Unusually quiet, she went back to work and then, finally, she sent for Alice. It took a while for the girl to arrive and during that time Ethel washed and rewashed several bandages which had never been used, just to keep herself busy.
Finally there was a soft rap at the door.
‘Come in, Alice.’
She walked in nervously and stood before Ethel, certain that she was about to be told that her nocturnal adventure had been reported to Clare Lees. A long moment passed, and then another. Alice finally looked at Ethel, concerned.
‘Are you all right?’
‘There’s nothing wrong with me,’ Ethel replied more sharply than she meant. ‘I wanted to have a word with you.’
How would she say it? How could she phrase the next lines? She paused, studied Alice and felt all the old affection well up in her. Dear God, what good would be served by telling her? What purpose? She had been shattered by the news; what would it do to a wilful, excitable girl?
It would ruin her, Ethel realised. And in that moment she made her decision.
‘Alice, I thought about what you said last night.’ Ethel paused, considering her next words. ‘I realised that it was only natural that you wanted to know about your past and your parents. Well, I went back to the office last night –’
Alice’s eyes had widened. ‘What?’
‘Ssssh!’ Ethel cautioned her. ‘This is between us. No one else must ever know. Listen to me, Alice, I have something to tell you.’
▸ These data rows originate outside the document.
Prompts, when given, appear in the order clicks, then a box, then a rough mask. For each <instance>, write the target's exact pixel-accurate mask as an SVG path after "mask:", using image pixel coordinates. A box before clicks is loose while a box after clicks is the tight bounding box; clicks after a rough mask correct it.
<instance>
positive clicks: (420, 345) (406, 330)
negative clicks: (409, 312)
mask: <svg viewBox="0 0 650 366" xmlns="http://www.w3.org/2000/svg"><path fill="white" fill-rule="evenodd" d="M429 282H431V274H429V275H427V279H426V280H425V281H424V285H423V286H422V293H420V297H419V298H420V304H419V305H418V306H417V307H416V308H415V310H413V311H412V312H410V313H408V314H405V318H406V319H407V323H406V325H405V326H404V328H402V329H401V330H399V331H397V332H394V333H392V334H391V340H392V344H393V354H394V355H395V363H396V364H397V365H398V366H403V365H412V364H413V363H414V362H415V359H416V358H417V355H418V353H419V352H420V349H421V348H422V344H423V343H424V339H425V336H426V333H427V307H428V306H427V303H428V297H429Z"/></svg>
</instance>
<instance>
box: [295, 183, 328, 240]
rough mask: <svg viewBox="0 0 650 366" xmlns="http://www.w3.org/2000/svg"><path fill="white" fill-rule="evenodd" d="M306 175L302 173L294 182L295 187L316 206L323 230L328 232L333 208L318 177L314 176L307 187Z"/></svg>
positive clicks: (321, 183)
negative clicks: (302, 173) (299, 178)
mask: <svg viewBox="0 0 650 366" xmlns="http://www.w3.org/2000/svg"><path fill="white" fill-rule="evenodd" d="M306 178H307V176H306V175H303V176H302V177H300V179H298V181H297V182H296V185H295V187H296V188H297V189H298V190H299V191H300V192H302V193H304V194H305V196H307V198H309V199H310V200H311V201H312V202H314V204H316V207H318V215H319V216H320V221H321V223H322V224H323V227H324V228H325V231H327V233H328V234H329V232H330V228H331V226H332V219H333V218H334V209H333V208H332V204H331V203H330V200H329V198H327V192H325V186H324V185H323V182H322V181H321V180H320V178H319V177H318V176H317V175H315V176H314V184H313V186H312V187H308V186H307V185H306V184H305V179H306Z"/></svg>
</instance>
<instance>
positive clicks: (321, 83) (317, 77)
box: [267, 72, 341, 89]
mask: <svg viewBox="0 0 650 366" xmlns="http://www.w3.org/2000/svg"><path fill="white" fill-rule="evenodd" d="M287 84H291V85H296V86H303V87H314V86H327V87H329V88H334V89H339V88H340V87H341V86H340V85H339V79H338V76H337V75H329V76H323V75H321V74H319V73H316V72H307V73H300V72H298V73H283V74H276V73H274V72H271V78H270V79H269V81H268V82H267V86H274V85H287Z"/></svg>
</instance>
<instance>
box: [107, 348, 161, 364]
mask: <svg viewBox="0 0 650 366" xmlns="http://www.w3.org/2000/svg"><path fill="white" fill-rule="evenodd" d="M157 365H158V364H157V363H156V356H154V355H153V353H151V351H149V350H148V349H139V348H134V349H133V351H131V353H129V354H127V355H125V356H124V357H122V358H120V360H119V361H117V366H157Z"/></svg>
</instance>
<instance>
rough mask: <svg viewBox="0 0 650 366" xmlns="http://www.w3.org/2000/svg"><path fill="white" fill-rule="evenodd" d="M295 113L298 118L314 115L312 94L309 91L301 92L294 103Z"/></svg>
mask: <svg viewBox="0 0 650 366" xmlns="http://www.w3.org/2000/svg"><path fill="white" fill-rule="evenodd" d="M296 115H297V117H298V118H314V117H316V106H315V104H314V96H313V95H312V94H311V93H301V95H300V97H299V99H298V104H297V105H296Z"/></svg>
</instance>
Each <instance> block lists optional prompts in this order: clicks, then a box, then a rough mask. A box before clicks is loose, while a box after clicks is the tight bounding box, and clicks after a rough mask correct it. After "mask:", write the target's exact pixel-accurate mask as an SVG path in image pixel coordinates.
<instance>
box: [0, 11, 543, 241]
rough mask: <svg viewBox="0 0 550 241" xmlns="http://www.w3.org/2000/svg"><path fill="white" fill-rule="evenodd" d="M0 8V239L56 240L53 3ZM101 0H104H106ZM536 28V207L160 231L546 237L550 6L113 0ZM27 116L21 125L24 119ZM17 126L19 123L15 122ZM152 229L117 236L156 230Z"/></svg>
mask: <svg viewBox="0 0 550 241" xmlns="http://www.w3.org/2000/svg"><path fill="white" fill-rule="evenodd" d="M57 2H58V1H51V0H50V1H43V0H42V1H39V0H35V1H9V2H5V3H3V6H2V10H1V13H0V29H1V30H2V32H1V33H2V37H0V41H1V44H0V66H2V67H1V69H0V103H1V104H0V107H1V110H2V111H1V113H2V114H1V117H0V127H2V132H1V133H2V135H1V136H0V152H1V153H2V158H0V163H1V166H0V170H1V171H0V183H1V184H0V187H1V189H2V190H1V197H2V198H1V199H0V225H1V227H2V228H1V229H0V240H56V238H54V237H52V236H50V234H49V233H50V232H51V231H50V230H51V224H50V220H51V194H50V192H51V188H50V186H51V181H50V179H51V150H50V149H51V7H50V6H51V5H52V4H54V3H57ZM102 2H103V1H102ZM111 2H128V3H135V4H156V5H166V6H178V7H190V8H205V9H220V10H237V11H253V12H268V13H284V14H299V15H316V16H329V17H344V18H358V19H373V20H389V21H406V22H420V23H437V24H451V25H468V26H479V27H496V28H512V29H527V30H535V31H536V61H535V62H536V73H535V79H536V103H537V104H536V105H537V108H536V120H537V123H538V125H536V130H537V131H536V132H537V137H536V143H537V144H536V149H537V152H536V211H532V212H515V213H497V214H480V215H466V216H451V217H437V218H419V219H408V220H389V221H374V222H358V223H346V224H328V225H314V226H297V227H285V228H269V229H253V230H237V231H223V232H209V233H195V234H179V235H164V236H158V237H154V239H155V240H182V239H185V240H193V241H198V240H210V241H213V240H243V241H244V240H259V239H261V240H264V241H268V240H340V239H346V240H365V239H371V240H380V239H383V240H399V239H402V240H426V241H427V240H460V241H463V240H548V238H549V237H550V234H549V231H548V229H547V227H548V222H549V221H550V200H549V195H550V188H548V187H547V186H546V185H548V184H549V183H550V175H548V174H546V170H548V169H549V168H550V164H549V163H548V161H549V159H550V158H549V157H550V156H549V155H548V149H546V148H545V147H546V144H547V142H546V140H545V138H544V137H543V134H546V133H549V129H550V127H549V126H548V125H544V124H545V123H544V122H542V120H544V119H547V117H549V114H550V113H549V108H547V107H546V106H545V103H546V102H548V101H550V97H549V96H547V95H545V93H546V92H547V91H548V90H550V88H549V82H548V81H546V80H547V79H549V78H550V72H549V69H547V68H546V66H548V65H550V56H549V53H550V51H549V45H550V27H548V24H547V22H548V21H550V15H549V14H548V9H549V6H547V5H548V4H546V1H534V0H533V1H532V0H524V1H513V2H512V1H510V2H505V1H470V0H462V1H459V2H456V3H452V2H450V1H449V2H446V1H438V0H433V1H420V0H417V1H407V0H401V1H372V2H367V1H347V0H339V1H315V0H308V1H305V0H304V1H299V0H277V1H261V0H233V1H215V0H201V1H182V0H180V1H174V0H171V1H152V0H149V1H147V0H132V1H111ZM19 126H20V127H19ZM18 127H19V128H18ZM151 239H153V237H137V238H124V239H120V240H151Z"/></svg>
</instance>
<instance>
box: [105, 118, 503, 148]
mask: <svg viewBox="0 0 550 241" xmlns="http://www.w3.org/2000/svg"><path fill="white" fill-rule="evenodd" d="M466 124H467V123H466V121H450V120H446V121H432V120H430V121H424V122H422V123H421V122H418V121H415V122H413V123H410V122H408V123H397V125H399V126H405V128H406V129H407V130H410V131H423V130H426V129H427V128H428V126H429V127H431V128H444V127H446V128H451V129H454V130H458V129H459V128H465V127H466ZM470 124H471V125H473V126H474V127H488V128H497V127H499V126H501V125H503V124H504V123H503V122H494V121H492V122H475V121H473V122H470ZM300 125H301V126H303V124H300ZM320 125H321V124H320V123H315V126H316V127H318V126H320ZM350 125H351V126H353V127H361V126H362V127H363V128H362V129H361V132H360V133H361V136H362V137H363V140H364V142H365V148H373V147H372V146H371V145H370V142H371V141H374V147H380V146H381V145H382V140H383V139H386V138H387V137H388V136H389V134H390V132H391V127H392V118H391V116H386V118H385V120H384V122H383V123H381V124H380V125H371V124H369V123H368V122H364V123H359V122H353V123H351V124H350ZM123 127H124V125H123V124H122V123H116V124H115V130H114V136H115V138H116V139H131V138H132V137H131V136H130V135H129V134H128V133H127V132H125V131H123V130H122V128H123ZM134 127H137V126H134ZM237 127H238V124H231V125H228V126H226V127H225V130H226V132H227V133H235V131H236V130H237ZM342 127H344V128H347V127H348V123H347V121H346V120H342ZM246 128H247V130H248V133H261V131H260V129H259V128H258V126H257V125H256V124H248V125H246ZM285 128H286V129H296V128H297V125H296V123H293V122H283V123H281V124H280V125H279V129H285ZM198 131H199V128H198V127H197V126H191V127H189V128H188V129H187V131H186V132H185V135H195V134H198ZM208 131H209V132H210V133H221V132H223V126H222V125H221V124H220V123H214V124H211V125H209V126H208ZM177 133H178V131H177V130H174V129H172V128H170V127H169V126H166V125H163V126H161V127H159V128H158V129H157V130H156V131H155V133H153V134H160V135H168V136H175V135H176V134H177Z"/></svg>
The girl stared at her, hardly breathing.
‘I went back and I looked for your file,’ Ethel paused again. ‘I looked once and then again. There was no file. I’m sorry, but there was nothing to see.’
She could feel the hope leave Alice’s body, see her eyes dulling, her lips pale. There was nothing to see. Nothing.
Gently, Ethel put her arms around her. ‘There, there, luv, I had to tell you. I couldn’t leave you wondering, could I? Couldn’t leave you imagining all sorts.’ She held on to the fourteen-year-old, and lied. ‘I’m afraid no one can tell you anything, luv. Because there’s nothing to know.’
1927
The world had changed radically in the aftermath of the Great War. Outside the grim Netherlands Orphanage there were posters of women with their hair shingled, their hemlines raised. Some even wore make-up, and at the cinemas in Salford Mae West and Greta Garbo heralded in a new age of glamour. As did Charlie Chaplin, the little man taking on the big boys. Everything was changing, speeding up. In March the land speed record of over 200 miles per hour had been set and in May Lindbergh flew the Atlantic solo.
But at Netherlands Orphanage little had changed. The old regime was still intact, Clare Lees still the principal. She was badly stooped now, her dowager’s hump making her irritable, her voice shrill with the onset of old age and lost hopes. Evan Thomas had hung on too. He had thought his ship would have come in by now, but it appeared to have hit some unexpected rocks. Having been made deputy head several years earlier he was surprised to find himself still the deputy head, but he reckoned that he had come so far, it would be folly to give up now. After all, he was only thirty-six, and life still held promise.
Dolly Blake had also remained at Netherlands, but she had aged less phlegmatically, and now had a bitter expression about the mouth. Her ambitions had faltered and when time passed and she had looked close to being left on the shelf, she had decided that Andy was her best option. After all, nothing stopped her from seeing Evan Thomas after she was married.